Note: this post is a guest post by Jerome Kelleher. Please also
see his letter to Bioinformatics
on this topic.
Overview
- Many journals provide a mechanism to publish computer
programs in the form of application notes or software
articles. These notes
are subject to peer review, but there is no explicit
requirement that the quality of the application be
taken into account.
- Even if reviewers examine the source code, there is no
reason to expect that they can provide an informed
opinion on its quality. Reviewers are experts in the
application domain but not necessarily in the programming
language(s) in question.
- A system of lightweight code review would greatly improve
the quality of the applications available to the
community, and incentivize well-written code. Along with
the existing scientific review, source code for an application
should be reviewed by an expert programmer who would provide
an opinion on the overall quality of the application, as well
as feedback to the developers on how it may be improved. The
code reviewer would not be expected to understand the application
in any deep sense, and would provide feedback only on the
obvious signals of quality, such as structure, style,
consistency, installation instructions, portability,
user interface design and so on.
- Since code reviewers do not need to understand the application
domain they can be drawn
from the wider developer community. Ideally, contributors
to free and open source projects should be recruited, since these
are people with verifiable expertise and a history of contributing
their time to a common good. Reviews should not be too
time-consuming (a maximum of one hour, say), and there should
be public acknowledgement of a reviewer's contribution to a
journal.
- The benefits would be an immediate improvement in the quality
of published applications. The majority of problems in scientific
applications not caused by fundamental errors in the
methods, but by superficial issues that arise through
inexperience. Introducing this limited form of code review
would also yield valuable insights for the larger goal
of making all scientific code subject to peer review.
The problem
A couple of years ago, I reviewed an application note for Bioinformatics.

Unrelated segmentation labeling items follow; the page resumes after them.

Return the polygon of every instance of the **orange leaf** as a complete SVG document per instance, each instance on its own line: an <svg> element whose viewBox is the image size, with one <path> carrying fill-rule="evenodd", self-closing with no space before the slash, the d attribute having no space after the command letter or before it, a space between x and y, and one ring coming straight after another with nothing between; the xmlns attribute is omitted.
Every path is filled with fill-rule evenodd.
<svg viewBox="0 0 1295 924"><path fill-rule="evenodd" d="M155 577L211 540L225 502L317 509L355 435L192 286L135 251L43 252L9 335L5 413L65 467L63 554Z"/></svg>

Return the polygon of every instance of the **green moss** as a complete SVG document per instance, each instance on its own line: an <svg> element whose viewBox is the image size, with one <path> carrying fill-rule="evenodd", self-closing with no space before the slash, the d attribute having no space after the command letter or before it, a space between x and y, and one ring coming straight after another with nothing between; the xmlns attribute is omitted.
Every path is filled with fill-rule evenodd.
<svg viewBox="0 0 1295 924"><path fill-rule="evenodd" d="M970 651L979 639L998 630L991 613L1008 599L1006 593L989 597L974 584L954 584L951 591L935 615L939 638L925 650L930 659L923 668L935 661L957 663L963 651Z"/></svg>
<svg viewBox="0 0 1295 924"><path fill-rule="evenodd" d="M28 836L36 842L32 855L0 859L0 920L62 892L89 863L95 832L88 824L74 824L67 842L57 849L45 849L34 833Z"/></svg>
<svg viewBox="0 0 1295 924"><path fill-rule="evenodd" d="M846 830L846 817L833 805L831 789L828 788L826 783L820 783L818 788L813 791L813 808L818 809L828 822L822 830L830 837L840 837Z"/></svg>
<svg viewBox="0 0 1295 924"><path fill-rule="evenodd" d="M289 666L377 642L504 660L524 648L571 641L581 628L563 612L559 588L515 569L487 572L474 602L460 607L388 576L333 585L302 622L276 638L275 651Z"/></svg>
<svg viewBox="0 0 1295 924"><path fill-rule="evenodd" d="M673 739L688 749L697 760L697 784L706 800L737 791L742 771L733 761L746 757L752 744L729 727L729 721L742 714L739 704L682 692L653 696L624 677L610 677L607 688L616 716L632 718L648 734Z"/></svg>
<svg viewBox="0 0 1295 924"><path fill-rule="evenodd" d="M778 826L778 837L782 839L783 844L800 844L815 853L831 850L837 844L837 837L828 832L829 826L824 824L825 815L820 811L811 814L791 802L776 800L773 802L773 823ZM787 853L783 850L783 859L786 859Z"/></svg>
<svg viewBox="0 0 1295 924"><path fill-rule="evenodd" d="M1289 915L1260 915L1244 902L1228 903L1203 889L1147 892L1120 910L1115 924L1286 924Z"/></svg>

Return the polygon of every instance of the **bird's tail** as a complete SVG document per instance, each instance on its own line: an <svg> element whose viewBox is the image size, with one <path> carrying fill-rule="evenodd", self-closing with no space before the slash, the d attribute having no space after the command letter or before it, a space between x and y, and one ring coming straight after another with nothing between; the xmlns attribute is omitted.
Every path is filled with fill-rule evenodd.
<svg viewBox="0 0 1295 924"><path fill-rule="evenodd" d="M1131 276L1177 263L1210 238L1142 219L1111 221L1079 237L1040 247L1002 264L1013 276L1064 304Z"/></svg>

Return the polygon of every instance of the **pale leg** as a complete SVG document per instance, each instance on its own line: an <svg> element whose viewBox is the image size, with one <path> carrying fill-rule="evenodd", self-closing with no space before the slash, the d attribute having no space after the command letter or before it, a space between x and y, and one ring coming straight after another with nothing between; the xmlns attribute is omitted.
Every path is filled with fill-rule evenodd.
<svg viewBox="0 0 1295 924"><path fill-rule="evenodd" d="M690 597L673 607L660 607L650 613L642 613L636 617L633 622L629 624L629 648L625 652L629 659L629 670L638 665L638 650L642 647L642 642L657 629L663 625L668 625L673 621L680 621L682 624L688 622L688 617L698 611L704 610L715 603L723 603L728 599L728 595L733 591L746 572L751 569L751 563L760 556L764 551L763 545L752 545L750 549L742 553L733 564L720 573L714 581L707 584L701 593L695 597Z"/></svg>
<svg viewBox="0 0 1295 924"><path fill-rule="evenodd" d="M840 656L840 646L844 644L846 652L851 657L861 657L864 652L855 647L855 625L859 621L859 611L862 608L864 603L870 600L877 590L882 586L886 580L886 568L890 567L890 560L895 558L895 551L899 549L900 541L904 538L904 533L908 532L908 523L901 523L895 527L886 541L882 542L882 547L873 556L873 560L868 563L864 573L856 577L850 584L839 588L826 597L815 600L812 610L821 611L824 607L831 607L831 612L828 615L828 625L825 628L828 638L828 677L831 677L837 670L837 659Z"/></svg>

As part of the review process, I downloaded the Python source code and examined
it to get a feel for the quality of the application. It was so poorly written
that I immediately formed the judgment that this application could not
be trusted, and should be immediately rejected.
The source code showed clear evidence of being written by
an unsupervised novice programmer. For example, one function
took 25 parameters and was 1130 lines long. Within this function,
there were 107 conditional statements, indented by up to 9 levels.
The same 18 lines of code were repeated (complete with
identical comments) thirty six times, with only integer constants
changing between each repeated block.
Basic mistakes such as these had been made throughout the
code base.
The application note was rejected, as the other reviewers also had
serious issues with the work. Neither of them, however,
brought up the issue of the quality of the code, which in my opinion
was sufficient grounds for rejection, regardless of whether
the application appeared to work or not. The peer review system
worked in this instance, but it had failed before. This particular
application had been published by another journal (the authors
had been seeking a "version 2.0" publication at Bioinformatics),
and had been used and cited in several papers.
Application notes perform an important role, as
they provide a forum for researchers to publicize useful code.
Most importantly, they provide a mechanism by which researchers can
be given due credit for the work involved in developing these
important tools. Without the reward mechanism of application note
publications and citations, there is simply no incentive to develop tools that
are useful to the wider community.
These tools, however, are often of lamentably low quality. Installation
can be difficult, and documentation sparse and poor. User interfaces
(command line or graphical) rarely follow established
conventions, making each tool a challenge to use.
The quality of source code is often
rather poor, making any reuse or modification very difficult.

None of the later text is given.